Methods The Scottish Coronary Revascularisation Register was used to undertake a retrospective cohort study on all 40 933 patients undergoing non-emergency PCI in Scotland between April 1998 and March 2008 inclusive. The Register collects comprehensive, prospective information on all patients undergoing PCI in Scotland, including demographic characteristics, postcode of residence, cardiac disease severity, co-morbidity, procedure details, past medical and surgical history, and in-hospital complications. Datalinkage with the Scottish Morbidity Record 01 and the Registrar General for Scotland provided follow up data.
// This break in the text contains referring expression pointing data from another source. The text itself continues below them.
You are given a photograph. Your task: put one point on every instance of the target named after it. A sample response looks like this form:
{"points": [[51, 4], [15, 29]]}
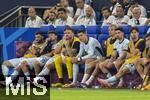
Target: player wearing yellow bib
{"points": [[69, 47], [134, 52], [108, 46]]}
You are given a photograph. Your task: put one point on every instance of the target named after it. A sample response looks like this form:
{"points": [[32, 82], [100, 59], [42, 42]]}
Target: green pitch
{"points": [[98, 94]]}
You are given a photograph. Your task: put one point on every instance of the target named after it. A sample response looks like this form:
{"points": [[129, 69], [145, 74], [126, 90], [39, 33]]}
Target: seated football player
{"points": [[134, 52], [89, 52], [32, 52], [108, 47], [69, 48], [112, 65]]}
Results There was an increase in the number and percentage of PCIs undertaken in elderly patients, from 111 (2.5%) in 1998 to 848 (11.1%) in 2008. Compared with younger patients, the elderly were more likely to have multi-vessel disease, multiple comorbidity and a past history of myocardial infarction or coronary artery bypass grafting (χ2 tests, all p<0.001). The elderly had a higher risk of major adverse cardiovascular events within 30 days of PCI (4.5% vs 2.8%, χ test p<0.001). Over the 10-year-period, there was a significant increase in the proportion of elderly patients who had multiple comorbidity (χ test for trend, p<0.001). In spite of this, the risk of adverse outcomes did not change significantly over time in the elderly, and fell overall.
Conclusions Our findings suggest that the increasing age and comorbidity of patients undergoing PCI have been offset by technological and therapeutic improvements in negating the adverse impact of age on peri-procedural adverse events.